An exciting new development in birth control arose in 2016, an injectable hormone for men that would lower sperm counts and prevent pregnancy. It seemed as if the tables were finally turning and men could share in preventative contraceptive methods. However, it was shut down in the early phases of its clinical trials because of negative side effects, the same side effects seen in female birth control: depression, mood disorders, injection site pain, libido and acne.

Let’s now explore the side effects of female birth control. The pill, for example, causes weight gain, headaches, acne, nausea, menstrual cramps, yeast infections and mood swings. In rare cases, heart attacks, strokes, blood clots and liver tumors may also occur. To be fair, there are different brands of pills with slightly different side effects, but weight gain and acne are almost a given. The IUD is a much easier option. It lasts up to 12 years and requires no maintenance. However, the negative effects are even greater than those of the pill. It’s possible to get an infection during the insertion of an IUD that can cause infertility in the future. Also, the insertion of an IUD can be extremely painful. This pain could last days and even months. Heavy bleeding is common for up to 6 months post-insertion. Both of these methods are FDA-approved.

So if the side effects are the same, then why aren’t female contraceptives taken off the shelves? The short answer is that contraceptives are extremely necessary to any first-world society. We would have a host of problems on our hands if we just got rid of all birth control with negative side effects. The longer answer is that we don’t have the same empathy for women as for men. This is not to say men have it easy, society expects a lot from men when it comes to regulating physical and mental pain. The expectations are different, however. In essentially all areas of life, men are seen as tough and strong and women as weak and sensitive. All except for “female problems.” By this, I mean any pain that comes with being biologically female. Periods, pregnancy and motherhood. Men don’t understand these issues because they will never experience them. Since they already see us as weak, any reaction to these struggles is automatically an overreaction.

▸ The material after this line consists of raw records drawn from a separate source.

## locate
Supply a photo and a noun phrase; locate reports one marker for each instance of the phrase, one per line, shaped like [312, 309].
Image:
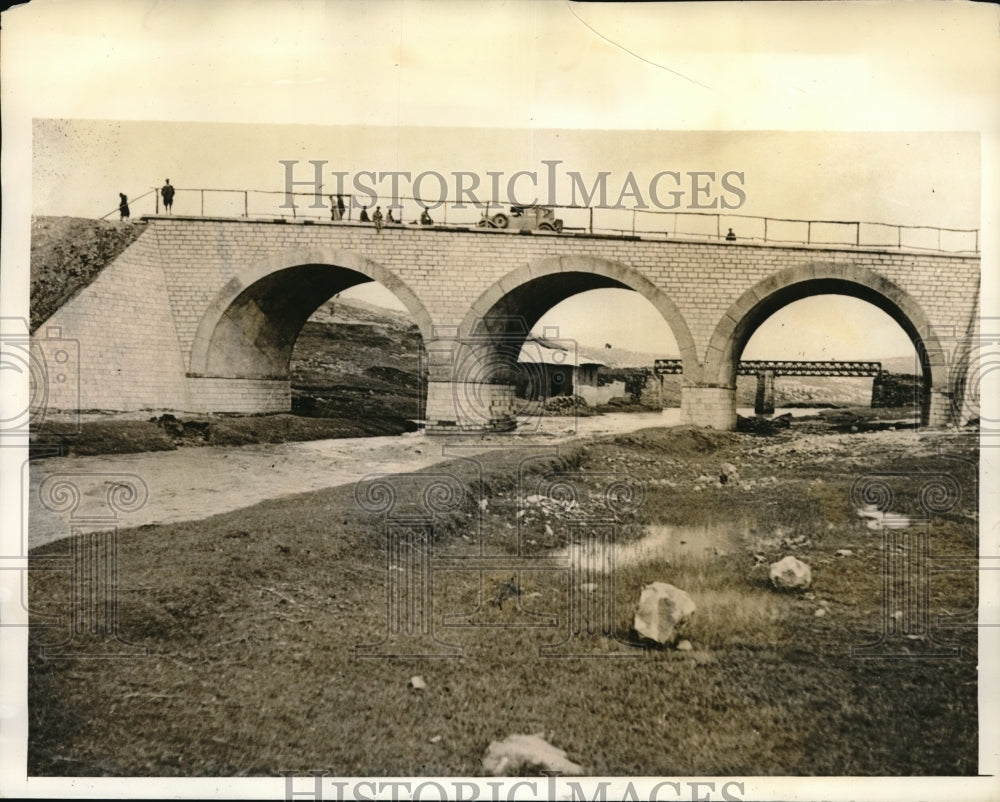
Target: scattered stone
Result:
[523, 755]
[661, 612]
[506, 590]
[790, 574]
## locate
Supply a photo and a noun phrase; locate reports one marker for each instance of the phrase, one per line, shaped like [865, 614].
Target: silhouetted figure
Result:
[167, 192]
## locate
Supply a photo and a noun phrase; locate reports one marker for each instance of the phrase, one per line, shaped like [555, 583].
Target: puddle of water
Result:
[661, 542]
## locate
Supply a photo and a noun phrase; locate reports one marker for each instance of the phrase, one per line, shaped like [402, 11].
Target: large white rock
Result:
[521, 755]
[790, 573]
[662, 612]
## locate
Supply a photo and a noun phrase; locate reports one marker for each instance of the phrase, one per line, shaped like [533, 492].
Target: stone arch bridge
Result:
[201, 314]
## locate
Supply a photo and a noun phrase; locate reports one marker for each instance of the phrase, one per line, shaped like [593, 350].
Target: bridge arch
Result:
[249, 329]
[766, 297]
[514, 303]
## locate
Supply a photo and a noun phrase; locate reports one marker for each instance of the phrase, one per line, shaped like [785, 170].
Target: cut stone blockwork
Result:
[201, 314]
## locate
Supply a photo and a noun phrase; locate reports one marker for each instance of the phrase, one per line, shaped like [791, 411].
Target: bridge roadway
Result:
[201, 314]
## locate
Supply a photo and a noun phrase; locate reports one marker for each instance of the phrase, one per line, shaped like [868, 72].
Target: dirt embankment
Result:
[67, 254]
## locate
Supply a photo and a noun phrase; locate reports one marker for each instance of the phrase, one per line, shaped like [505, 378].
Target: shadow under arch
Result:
[250, 328]
[766, 297]
[516, 302]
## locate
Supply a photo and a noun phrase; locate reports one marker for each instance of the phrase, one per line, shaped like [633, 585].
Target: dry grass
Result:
[251, 621]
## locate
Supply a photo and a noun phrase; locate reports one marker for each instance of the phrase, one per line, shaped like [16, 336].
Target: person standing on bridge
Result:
[167, 192]
[337, 208]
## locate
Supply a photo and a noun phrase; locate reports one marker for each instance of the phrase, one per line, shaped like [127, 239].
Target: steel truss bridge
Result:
[767, 369]
[783, 367]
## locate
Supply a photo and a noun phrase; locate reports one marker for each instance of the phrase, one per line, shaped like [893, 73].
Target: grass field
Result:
[251, 620]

Historically, the consequences of sex have been put on women’s shoulders. Some of this is biological, as pregnancy can only happen to someone with a uterus. However, societal expectations overshadow anything nature could throw at us. Despite holding half of the responsibility for sex, women are held 100% accountable. Since being sexually active is looked down upon in the first place, the sometimes dangerous side effects of birth control fall on deaf ears.

My aim is not to discourage anyone from taking birth control. It is extremely important to practice safe sex. All of the contraceptives I have mentioned are over 99% effective at preventing pregnancy. On the other hand, it is important to recognize how much responsibility for sex has fallen to women, and how much it will continue to fall to women, until men can share the burden of birth control.